In 2013, the Victorian Government signaled its intention to overhaul the policy and laws relating to the clearing of native vegetation in the State. The EDO and VNPA embarked on roadshow to talk with communities about the proposed changes, in particular the prospect of new laws contributing to higher rates of clearing and increased loss of habitat overall.
The Government’s announced changes in May this year represent no significant point of departure from its earlier Consultation Paper. The changes will come into effect in September. We have prepared a more detailed briefing paper on the incoming changes here.
The general approach, in principle and in effect, is to
- limit the scope of controls over clearing,
- focus the ecological outcomes of policy and regulation on maintenance and improvement of (‘strategic’) rare or threatened species habitat, and
- facilitate market mechanisms for trade in rights to clear and obligations to offset losses from clearing.
This overall approach will be achieved in a number of ways.
First, the goal and objectives of restrictions on clearing native vegetation will no longer be as broad or encompassing as it has been over the last decade. Under the (previous) Native Vegetation Management Framework, clearing controls were aimed at a ‘net gain’ in quality and extent of native vegetation across the landscape, with a view to improving the habitat values, land protection (eg erosion and salinity control, water quality) and social and cultural benefits of native vegetation. The formal purpose of the restrictions is now biodiversity protection alone and rare and threatened species habitat protection in particular.

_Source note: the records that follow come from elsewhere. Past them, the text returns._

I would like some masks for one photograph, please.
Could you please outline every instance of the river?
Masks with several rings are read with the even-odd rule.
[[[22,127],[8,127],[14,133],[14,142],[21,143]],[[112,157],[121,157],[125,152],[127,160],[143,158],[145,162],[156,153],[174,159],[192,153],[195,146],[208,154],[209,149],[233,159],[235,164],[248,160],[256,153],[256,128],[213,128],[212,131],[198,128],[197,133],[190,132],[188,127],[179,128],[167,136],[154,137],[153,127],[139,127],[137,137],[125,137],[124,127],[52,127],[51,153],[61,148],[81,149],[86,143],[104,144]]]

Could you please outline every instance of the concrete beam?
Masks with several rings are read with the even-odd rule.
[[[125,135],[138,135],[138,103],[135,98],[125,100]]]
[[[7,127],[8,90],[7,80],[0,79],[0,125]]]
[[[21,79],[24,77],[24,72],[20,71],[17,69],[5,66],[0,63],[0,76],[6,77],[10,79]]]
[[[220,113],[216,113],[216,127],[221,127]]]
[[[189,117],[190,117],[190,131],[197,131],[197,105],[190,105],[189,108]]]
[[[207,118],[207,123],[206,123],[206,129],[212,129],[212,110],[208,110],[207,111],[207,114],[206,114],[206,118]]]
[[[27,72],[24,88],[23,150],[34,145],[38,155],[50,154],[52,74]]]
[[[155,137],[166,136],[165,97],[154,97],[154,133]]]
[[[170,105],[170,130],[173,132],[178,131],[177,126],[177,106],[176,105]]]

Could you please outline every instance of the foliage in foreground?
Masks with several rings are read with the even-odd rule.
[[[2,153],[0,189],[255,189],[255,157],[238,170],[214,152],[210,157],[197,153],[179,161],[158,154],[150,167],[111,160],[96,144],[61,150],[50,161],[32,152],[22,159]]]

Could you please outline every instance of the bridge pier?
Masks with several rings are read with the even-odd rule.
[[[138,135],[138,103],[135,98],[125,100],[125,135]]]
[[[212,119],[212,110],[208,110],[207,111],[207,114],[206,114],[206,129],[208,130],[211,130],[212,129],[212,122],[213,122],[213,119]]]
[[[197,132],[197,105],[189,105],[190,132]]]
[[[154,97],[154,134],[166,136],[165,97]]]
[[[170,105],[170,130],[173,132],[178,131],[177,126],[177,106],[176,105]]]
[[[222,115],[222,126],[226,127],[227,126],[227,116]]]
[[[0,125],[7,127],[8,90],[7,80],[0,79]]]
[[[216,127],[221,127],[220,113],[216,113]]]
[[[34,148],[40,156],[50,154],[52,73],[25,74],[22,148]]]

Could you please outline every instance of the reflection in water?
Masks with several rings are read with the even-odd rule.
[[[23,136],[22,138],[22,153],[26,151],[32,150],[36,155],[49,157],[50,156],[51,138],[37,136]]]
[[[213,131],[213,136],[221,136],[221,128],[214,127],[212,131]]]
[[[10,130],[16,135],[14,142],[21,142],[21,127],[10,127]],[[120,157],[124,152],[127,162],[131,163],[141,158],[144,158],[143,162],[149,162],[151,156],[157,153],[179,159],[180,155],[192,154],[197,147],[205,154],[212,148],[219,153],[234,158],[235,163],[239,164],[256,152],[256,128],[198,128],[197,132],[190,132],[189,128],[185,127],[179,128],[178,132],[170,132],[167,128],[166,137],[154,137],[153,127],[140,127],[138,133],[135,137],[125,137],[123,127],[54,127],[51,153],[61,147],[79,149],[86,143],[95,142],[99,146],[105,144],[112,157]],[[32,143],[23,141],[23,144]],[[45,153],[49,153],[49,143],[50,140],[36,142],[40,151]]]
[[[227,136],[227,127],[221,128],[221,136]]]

The environmental and landscape ambitions of native vegetation rules are significantly narrowed.
Second, assessment and decision-making will now occur via ‘risk-based pathways’. There will be low-, moderate- and high-risk categories of assessment and approval. Risk ‘pathways’ for applications will be determined by reference to digital mapping supplied by the Department of Environment and Primary Industries (DEPI).
The low-risk category is expected to account for the vast majority of applications. Locations identified as containing ‘low-risk’ habitat represent the large majority of all areas containing native vegetation on DEPI’s reference maps.
Rules applying to low-risk applications generally allow clearing, subject to offset requirements. In general terms, areas identified as of moderate- or high-risk require minimisation of clearing prior to any provision to offset losses.
No requirement to avoid clearing arises, at least under decision-making guidelines.
So clearing will be the order of the day, subject to obligations to offset. Offsets can be achieved in the same land to be cleared or elsewhere. Those wishing to clear native vegetation can engage someone else to meet the offset obligations. Hence, with more clearing permitted, there is greater scope for a trade (market) in offset obligations, driven by compliance with permits.
A more ‘functional’ market in native vegetation offsets is one of the key, practical objectives of the new arrangements, which is intended to help drive down the cost of offsets.
Clearing will be easier and, it is anticipated, cheaper. While offsets are to be directed into areas of rare and threatened species habitat, this will likely come at the expense of cumulative losses and impacts elsewhere. The new rules will likely contribute to a broad retreat in conservation outcomes. Some local habitat will be ‘collateral damage’ in the risk assessment process, the narrowing of ambitions and the facilitation of markets for ‘ecosystem services.’